Square Inch Journaling

Fountain Pen and Calendar

Photo © James Steidl, iStockphoto® #6137758

One of my favorite baby gifts was an undated one-year calendar with stickers for baby milestones: first bath, first tooth, first word. When my second baby arrived, I realized that one year had been way too short. In the succeeding years, I had cherished those cute quotes of the day–every day–but could I remember them? Could I find those buried in my general journals? Did I remember to write them down in the first place?

That’s why child #2 got more photos and more records. I kept posting a calendar over the changing table where I was guaranteed to remember. I kept that up for three years. After that age, I switched to interviewing the said child and taking dictation. It was part of our bedtime routine to ask, “BTAT?” Best Thing About Today.

You don’t need a baby to try my “square-inch journaling.” Talk about learning to be concise. It’s one way to focus on what’s most important. If you want more space, try a photo-illustrated weekly agenda.

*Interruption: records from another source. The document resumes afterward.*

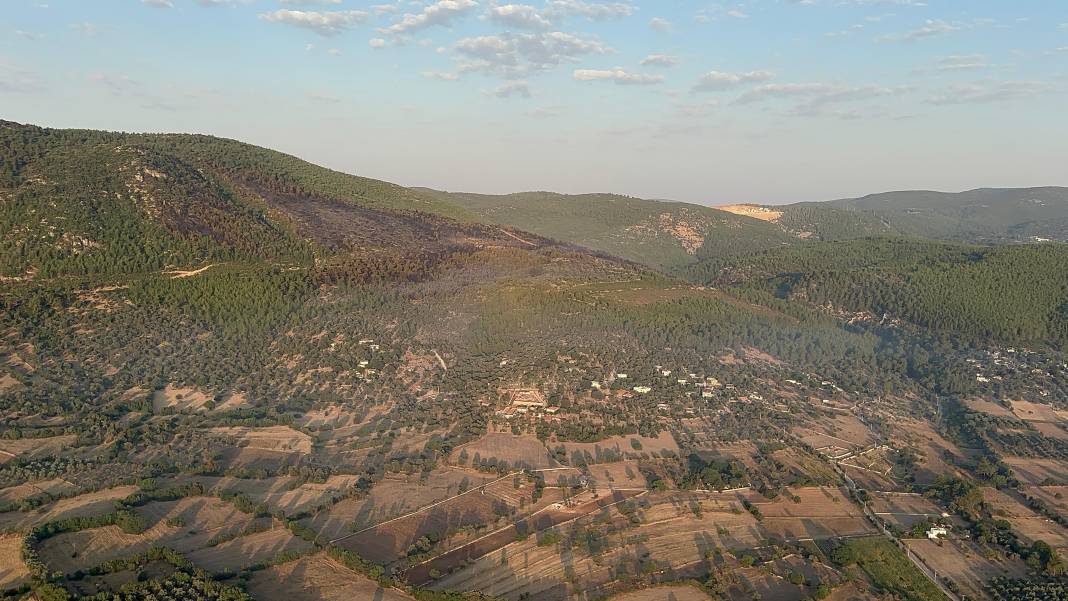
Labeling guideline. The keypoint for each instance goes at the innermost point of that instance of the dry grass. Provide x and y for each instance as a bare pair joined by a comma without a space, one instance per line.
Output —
521,451
904,509
241,552
90,504
1029,524
988,407
623,445
16,493
13,571
317,578
30,448
1035,471
664,594
822,512
963,563
281,439
203,519
392,496
1035,412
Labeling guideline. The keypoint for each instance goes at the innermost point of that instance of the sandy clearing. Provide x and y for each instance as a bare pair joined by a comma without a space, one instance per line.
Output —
317,578
13,570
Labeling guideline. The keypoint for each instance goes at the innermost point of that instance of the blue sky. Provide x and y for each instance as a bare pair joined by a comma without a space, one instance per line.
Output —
760,100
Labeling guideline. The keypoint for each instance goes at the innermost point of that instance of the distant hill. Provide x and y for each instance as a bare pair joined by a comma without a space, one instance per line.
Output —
77,202
986,215
1014,294
656,233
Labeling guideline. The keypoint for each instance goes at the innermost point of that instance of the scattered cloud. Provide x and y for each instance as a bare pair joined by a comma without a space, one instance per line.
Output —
618,76
594,11
931,28
440,13
511,89
660,24
523,16
990,92
517,54
659,61
715,80
322,22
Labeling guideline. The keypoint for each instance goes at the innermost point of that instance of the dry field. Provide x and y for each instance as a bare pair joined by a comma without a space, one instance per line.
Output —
904,510
623,445
754,583
32,448
664,594
669,534
203,519
962,562
989,407
1035,472
932,447
181,399
618,475
803,461
391,497
1051,430
521,452
1030,525
282,439
89,504
13,571
241,552
1049,495
1035,412
388,542
16,493
317,578
822,512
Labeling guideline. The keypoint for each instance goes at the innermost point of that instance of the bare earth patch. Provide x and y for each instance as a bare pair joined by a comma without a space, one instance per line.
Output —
13,570
317,578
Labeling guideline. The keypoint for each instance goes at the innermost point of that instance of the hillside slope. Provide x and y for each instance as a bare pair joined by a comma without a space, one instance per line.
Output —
655,233
1014,294
987,215
88,202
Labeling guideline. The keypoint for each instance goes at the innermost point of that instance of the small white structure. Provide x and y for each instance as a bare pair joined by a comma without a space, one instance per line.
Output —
937,533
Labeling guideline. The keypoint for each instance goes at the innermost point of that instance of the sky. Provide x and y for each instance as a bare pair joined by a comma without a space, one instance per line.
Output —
758,100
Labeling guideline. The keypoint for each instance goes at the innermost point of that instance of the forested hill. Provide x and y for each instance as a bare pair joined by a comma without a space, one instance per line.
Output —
78,202
987,215
656,233
1014,294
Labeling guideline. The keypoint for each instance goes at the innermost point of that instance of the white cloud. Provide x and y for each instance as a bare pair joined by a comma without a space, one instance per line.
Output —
661,25
618,76
516,54
441,75
962,62
322,22
523,16
932,28
990,92
715,80
440,13
596,11
659,61
513,89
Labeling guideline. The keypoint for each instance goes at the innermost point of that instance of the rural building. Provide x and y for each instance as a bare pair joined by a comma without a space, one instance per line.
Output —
937,533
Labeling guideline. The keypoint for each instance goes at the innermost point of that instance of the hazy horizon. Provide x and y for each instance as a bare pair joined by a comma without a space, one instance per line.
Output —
756,101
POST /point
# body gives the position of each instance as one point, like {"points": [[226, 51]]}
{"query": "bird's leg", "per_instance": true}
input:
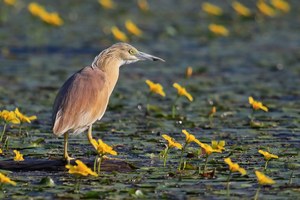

You don’t have to write volumes to preserve significant memories for yourself and your loved ones. Who knows what a treasure a simple calendar can become?

There was a 19th century midwife in Maine who wrote only a few lines a day on pages she carried in her pocket. She crossed the river to deliver a baby. She received produce as payment. She sewed. She bartered. Historians knew about Martha Ballard’s diary but overlooked it: too scanty, too domestic, too feminine.

Historian Laurel Thatcher Ulrich saw its value. In those deceptively brief remarks, Martha described such significant cultural events as participating in an autopsy, testifying in a rape case, and delivering her own grandchild– recording her own son as the unwed father. Laurel researched the background and corroborating details, taking clues from this simple diary to create a rich historical ethnography in A Midwife’s Tale. She changed the way we look at journals, especially at women’s records. The book won a Pulitzer and Dr. Ulrich won a teaching post at Harvard.

You can also write something beautiful and significant, one inch at a time.